Second, suppose every worker in America voluntarily chose to work 5 minutes less per year, haunted by the prospect of safer air in their communities. Dividing that total lost income by the yearly income for an average worker's job, the result would be an average annual loss of an enormous number of job-equivalents.

Of course, neither one of those scenarios is any more realistic than the garbage results spit out by the NAM report.
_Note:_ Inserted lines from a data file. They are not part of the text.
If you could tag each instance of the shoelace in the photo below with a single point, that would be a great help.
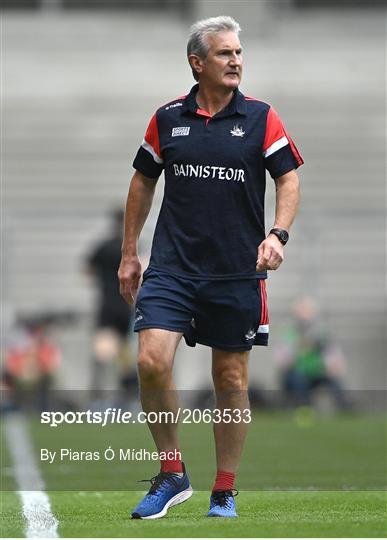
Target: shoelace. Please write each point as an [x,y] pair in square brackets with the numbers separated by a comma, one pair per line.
[222,498]
[159,479]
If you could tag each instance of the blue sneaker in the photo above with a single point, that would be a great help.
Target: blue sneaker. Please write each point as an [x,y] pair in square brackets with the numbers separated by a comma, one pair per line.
[222,504]
[168,489]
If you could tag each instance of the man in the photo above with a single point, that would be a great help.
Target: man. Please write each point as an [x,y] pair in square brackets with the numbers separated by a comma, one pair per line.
[206,277]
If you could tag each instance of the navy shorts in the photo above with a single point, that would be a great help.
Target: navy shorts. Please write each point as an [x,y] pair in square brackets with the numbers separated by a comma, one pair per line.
[230,315]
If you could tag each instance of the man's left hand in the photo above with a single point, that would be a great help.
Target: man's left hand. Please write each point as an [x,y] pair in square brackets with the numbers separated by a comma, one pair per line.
[270,254]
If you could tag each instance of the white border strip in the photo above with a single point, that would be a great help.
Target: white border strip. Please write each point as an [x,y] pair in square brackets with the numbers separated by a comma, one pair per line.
[276,146]
[150,149]
[41,522]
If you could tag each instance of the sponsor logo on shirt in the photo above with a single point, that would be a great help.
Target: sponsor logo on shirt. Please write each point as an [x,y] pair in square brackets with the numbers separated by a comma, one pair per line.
[180,131]
[237,131]
[178,104]
[209,172]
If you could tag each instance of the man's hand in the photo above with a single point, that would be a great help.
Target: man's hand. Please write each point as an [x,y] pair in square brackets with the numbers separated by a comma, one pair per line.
[270,254]
[129,274]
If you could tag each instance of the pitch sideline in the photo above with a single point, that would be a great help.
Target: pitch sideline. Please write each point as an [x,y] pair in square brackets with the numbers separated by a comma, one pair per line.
[41,523]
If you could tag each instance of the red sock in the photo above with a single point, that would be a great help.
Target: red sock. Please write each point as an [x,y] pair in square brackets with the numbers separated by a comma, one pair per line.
[224,481]
[172,461]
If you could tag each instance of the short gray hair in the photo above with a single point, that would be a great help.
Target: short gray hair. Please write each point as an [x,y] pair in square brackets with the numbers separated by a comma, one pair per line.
[196,41]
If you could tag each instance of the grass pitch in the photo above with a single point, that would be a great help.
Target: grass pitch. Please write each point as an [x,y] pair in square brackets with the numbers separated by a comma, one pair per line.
[261,514]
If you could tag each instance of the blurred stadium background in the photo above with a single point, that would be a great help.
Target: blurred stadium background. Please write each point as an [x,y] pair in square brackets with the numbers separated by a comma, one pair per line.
[80,82]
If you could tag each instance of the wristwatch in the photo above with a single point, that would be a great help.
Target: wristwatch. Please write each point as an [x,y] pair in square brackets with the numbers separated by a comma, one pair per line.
[281,234]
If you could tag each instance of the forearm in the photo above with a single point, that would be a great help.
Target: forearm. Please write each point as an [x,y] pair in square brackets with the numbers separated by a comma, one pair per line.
[138,205]
[287,200]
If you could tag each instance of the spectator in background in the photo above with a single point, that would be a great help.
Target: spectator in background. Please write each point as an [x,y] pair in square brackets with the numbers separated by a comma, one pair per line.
[31,361]
[111,350]
[309,359]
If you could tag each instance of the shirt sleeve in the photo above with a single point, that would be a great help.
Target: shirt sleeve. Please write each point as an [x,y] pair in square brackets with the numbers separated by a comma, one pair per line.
[148,159]
[279,151]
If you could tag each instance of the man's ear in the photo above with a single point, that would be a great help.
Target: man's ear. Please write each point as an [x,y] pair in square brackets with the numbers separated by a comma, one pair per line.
[196,63]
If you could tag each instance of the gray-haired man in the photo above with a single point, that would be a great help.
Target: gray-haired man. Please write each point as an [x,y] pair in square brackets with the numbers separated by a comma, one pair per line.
[210,253]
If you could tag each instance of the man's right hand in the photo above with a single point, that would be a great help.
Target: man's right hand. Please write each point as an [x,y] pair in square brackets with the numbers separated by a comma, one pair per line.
[129,274]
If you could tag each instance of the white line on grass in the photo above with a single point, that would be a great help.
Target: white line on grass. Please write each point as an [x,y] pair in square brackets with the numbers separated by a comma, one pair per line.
[41,522]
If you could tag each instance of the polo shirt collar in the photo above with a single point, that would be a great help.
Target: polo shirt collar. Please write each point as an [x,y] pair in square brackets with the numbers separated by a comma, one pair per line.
[237,104]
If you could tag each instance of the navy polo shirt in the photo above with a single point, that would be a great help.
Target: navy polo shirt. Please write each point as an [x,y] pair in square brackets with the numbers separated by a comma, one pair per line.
[211,220]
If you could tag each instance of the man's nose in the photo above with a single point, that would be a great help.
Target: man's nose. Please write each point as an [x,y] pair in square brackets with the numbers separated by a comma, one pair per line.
[235,59]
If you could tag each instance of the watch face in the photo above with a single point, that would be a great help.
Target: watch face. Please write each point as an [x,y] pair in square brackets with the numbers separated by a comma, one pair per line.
[284,236]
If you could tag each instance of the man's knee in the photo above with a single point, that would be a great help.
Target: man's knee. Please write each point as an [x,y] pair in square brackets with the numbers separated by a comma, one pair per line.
[231,378]
[151,364]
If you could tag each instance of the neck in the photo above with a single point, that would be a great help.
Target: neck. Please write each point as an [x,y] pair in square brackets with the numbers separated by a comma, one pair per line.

What they all have in common, however, is that none show any actual job losses.

Politicians and industry lobbyists opposed to safer air cannot counter the expertise of the nation's top medical organizations, or the mountain of medical studies proving the need for safer health standards. Look carefully and you will notice these opponents don't even try.

So it's not hard to see why they desperately wish to rely on the NAM report to support claims of significant and precise job losses. Better sound bites, punchier fear mongering, and easier to understand than convoluted "job-equivalents."

What is harder to get is why so much of their dirty air campaign is founded on a demonstrable falsehood from a single, insane study.